I’m often asked whether consumers are better or worse off since the modern consumer movement took hold in the nineteen sixties.
Let’s look at the record. Motor vehicles are much safer, less polluting, and more fuel efficient now, but not nearly what they should be. Today, consumers have warranty rights, recall rights, equal credit opportunity rights they did not have back then. Labeling has also improved. There is no more lead in gasoline and paint, though lead water pipes still contaminate some drinking water systems.
From being King tobacco over 50 years ago, cigarette companies are more regulated and daily tobacco smoking is down from 45% of adults to less than 15% of adults. But now there is vaping. Deadly asbestos is out of most products.
Solar energy and wind power are growing, even though energy company propaganda smeared them as Buck Rogers science fiction over 50 years ago.
Nuclear power plants are closing and no new ones are under construction, except for the massive Georgia boondoggle projects costing taxpayers and ratepayers billions of dollars in cost overruns. Heating, lighting, and air-conditioning technology is more efficient, but nowhere near what it could be.
Clothing is cheaper due to production being taken to horrific polluting sweatshops abroad, leaving empty factories here (See, Fashionopolis: The Price of Fast Fashion and the Future of Clothes by Dana Thomas, September 3, 2019).
Now look at the dark side. Housing is less affordable and homelessness is greater. Hunger is still a shameful plague in a land of plenty, with some 15 million children going to bed hungry. Nutritional, organic, and ethnic foods are more widely available. We have pandemics instead of epidemics. Highway congestion and the paucity of mass transit is probably comparatively worse, despite some new investments in public transit since the sixties.
The profit-driven opioid pandemic taking over 100,000 American lives a year didn’t exist in the 1960s. Drug prices are sky high, even with large government subsidies and free research and development from the National Institute of Health.
Corporate crime escaping accountability is more diverse, brazen, and massive. Big time corporate crime pays. Over $350 BILLION is lost in computer billing fraud every year just in the health care industry. There are very few prosecutions. Since computer use has grown, it has been much easier for corporations to cheat, fine, penalize, and overcharge consumers and commit automated billing fraud. With the repeal of state usury laws in the nineteen seventies, payday rackets and rent-to-own swindles have fewer restraints.
Fine print contracts keep reaching new levels of coercion unheard of in the nineteen sixties. This is due to the endless opportunities created by the incarcerating credit card economy, which has taken away consumers’ control over their own money. Over 80% of consumers do not use cash or checks as they did in the sixties.
It is hard to exaggerate the massive controls over consumers which come from losing their freedom of contract and being coerced by companies with threats to worsen consumer credit scores and credit ratings, especially if they dare to persistently complain about a lemon car or a callous landlord. Fine print contract companies – just about every major corporation selling to you –are now taking away your right to go to court and have a trial by jury if you are wrongfully injured and want to hold wrongdoers accountable for damages.
Working only three days a week when they are not in extended recesses, Congress holds fewer investigative public hearings on issues affecting consumers such as monopolies or oligopolies that plague one industry after another. There are far fewer full-time consumer reporters at newspapers and radio/TV stations.

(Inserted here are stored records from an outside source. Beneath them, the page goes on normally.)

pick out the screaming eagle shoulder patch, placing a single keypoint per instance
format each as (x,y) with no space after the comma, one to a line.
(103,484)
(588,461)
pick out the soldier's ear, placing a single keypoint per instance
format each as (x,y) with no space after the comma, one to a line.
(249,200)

Wells Fargo Bank creates fictitious credit card accounts, auto insurance, and other sales for millions of their non-requesting customers for years and then when caught escapes any jail time for the top bosses. Where was the preventative oversight?
What would have been incredible in the nineteen sixties is the relentless drive by companies such as Amazon, rental car giants, and others to get rid of purchasing by cash or check. Many companies want everybody to be coerced into the credit/debit penitentiary so they can charge your account for their dictatorial fees and other abuses (see my column, Ten Reasons Why I Don’t Have a Credit Card, April 24, 2019).
Companies can charge you an outrageous fee or so-called penalty. They control your money through access to your credit card and deduct their bilk. What if instead they had to send you a bill to pay by check? They would probably decide to revise their business model, because you would be more outraged if you had to consciously pay them, instead of being passively debited.
Finally, the marketing to children is out of control. Companies are circumventing parental authority selling directly to kids, harmful junk food, junk drink, and violent programs and games. These avaricious corporations are electronic child molesters. Direct marketing to kids and pushing to hook them with credit cards at an early age is pulling them into the addiction industries and creating intense family turmoil – especially with children’s omnipresent iPhone as the delivery vehicle.
Now comes Facebook’s “metaverse” that sucks in these youngsters far beyond the cruel seductions of today’s internet, further distancing this generation from the realities of life and communion with their families and the natural world.
We need hundreds of new consumer protection organizations from the local to the national and international levels making tough demands on lawmakers and pushing for wider access to justice for aggrieved people.
Big corporations have meticulous strategic plans for humans, including robotic replacement of workers and human-to-human contact. It is time for a new consumer revolution and new consumer rules for a just, safe, and consumer-sovereign economy.
Alexa can’t help you with this portentous mission.